ONE-MA3 2018: Ancient Artisans in Training
By Sophie Cohen ’21
On Thursday, we dipped into the mindset of ancient Roman artisans and learned how to make traditional frescoes. Marco’s father, Gian Luigi, taught us the steps of making a fresco. He began with a demonstration in Castle Caetani’s courtyard, where he replicated a Roman design of a sphinx-like animal.
Marco’s father demonstrating his art
We then began the process of making our own frescoes, following the steps of the traditional technique. We were each given a slab of mortar on a wooden frame. While we waited for the mortar to dry, we worked on our designs. Some of us chose to attempt replicas of Roman designs, while others took a more modern approach. After our designs were finished, we used a tool to create holes in the paper along the outlines of our figures. We then set the designs on the pieces of mortar and hit dye encased in handkerchiefs along the holes.
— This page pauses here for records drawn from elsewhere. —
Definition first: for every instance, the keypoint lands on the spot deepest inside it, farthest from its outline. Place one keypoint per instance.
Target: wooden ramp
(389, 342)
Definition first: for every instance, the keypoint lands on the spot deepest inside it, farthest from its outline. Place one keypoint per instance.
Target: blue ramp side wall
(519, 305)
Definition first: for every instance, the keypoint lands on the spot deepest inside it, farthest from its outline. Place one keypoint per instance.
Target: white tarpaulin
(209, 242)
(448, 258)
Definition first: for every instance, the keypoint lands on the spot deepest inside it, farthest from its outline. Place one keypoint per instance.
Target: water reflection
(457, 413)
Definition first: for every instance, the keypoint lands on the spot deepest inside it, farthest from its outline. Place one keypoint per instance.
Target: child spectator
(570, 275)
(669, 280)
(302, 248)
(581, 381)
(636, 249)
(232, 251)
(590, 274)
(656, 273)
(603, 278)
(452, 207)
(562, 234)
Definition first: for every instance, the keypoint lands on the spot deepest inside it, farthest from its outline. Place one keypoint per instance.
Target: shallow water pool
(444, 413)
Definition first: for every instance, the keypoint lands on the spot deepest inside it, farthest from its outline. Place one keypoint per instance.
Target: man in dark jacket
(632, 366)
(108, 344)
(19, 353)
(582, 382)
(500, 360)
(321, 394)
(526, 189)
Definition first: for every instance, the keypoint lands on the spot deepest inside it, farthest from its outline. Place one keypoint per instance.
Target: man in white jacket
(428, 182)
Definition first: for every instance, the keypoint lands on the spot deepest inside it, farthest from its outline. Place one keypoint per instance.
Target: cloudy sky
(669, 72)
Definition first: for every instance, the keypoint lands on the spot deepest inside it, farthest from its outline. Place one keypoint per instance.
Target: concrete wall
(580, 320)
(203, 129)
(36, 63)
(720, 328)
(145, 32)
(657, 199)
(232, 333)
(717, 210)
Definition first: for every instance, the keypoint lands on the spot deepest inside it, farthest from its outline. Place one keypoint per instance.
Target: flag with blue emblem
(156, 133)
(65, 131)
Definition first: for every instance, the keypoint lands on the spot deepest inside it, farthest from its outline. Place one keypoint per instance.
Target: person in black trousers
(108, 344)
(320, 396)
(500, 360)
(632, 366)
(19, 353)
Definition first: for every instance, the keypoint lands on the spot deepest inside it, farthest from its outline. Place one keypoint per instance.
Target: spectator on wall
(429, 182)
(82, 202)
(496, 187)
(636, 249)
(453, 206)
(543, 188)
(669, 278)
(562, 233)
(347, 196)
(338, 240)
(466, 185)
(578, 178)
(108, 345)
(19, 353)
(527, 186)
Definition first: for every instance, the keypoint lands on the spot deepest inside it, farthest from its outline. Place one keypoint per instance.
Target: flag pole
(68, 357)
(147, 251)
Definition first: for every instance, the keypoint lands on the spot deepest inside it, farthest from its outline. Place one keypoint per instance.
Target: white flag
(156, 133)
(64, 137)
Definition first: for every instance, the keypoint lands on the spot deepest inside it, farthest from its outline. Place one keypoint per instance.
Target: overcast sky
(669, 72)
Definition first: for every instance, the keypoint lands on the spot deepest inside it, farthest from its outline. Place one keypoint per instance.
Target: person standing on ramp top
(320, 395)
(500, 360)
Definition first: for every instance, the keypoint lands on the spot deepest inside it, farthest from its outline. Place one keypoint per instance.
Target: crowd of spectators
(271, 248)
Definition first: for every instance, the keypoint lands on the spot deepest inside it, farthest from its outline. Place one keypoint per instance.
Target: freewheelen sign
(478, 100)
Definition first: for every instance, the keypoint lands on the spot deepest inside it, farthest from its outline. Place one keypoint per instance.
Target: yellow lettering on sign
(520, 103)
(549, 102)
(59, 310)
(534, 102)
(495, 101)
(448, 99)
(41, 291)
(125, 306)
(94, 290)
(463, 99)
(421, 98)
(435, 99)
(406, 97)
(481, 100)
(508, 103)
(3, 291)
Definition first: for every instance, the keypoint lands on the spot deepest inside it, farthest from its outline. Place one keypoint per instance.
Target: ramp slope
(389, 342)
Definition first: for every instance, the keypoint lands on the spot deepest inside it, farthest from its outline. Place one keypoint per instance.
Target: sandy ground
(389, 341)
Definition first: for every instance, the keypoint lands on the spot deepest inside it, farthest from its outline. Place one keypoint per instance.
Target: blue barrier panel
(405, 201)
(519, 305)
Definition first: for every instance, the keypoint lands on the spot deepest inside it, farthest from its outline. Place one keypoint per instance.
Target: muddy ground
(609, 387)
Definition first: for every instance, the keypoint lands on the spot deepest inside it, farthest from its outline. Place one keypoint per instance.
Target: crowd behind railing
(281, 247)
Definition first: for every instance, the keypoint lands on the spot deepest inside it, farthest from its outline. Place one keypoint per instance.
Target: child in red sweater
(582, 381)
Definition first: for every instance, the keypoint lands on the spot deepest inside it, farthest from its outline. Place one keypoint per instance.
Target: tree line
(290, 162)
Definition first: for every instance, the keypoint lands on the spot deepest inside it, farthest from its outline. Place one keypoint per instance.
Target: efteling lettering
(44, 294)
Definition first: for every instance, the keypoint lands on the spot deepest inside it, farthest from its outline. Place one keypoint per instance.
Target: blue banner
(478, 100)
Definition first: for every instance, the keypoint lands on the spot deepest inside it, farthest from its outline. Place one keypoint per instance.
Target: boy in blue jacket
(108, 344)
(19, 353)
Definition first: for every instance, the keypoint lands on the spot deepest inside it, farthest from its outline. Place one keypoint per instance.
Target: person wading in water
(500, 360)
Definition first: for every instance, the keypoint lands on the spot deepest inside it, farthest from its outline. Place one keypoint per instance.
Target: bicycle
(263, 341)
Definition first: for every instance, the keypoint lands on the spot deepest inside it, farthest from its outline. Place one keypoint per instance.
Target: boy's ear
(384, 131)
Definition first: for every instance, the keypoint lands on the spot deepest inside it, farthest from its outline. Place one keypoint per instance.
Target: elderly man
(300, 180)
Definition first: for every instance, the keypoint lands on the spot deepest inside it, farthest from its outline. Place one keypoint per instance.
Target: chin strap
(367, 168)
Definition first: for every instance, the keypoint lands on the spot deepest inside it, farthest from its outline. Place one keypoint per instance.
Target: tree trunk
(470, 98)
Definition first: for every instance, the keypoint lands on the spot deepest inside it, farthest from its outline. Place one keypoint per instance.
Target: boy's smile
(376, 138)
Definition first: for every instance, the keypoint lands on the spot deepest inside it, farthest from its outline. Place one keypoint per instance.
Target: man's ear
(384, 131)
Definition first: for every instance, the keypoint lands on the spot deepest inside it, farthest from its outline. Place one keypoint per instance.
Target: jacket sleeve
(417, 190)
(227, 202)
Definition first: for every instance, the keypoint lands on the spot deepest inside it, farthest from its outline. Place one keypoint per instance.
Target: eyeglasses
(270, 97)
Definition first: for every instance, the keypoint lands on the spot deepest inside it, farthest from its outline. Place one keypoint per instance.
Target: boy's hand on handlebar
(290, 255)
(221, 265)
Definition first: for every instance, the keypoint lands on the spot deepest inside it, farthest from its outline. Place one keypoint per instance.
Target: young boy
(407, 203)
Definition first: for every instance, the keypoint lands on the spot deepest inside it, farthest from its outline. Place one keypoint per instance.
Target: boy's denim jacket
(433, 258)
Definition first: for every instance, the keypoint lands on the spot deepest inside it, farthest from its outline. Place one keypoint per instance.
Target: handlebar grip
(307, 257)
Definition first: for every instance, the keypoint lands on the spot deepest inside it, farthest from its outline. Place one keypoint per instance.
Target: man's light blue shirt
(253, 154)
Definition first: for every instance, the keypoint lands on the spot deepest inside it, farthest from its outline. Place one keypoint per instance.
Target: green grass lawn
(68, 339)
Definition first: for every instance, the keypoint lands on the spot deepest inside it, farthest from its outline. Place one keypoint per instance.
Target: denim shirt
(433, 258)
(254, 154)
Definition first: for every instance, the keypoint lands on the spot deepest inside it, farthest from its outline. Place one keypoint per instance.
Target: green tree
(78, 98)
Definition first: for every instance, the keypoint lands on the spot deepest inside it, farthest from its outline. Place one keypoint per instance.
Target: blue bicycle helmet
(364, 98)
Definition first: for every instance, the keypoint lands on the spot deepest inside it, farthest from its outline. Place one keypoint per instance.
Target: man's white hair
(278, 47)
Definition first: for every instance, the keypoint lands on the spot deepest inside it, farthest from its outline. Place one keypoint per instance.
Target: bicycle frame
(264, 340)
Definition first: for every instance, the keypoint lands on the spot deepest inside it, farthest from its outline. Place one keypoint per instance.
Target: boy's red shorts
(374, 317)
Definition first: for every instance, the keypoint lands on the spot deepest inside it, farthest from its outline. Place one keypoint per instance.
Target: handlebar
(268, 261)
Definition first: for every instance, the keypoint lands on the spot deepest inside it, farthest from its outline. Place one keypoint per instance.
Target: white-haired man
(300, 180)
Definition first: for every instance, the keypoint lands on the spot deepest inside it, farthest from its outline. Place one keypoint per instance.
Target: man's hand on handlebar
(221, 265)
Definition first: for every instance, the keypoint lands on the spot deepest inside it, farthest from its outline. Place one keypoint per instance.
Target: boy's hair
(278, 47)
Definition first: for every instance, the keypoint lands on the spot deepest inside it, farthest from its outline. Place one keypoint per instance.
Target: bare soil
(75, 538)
The dye seeped through the holes and created the outline for us to follow. In ancient times, artisans would create a second layer of mortar over this draft, called a sinopia, and restart their work. We skipped this step and went directly to filling in our art with pigments.
The dyes we used on our frescoes
The pigments on the right in the photo above were pigments available in ancient times, created using elements such as copper. The pigments on the left are those that are available now but weren’t used by the Romans. In the middle is an unstable blue pigment that fades rapidly. Marco’s father used this color in his demonstration to show us how quickly it fades.
After several hours, we were finished with our masterpieces!
Clev and her rendition of Ecce Homo
This summer, Professor Admir Masic is leading a program on Materials in Art, Archaeology and Architecture (ONE-MA3), in which MIT undergraduates are conducting three weeks of fieldwork in Privernum, Pompeii and Turin as a prerequisite for the Fall 2018 MIT course, 1.057 Heritage Science and Technology. The program involves real-world analysis of ancient infrastructures and materials and focus on teaching ways to improve sustainability of the future through the study of ancient successes.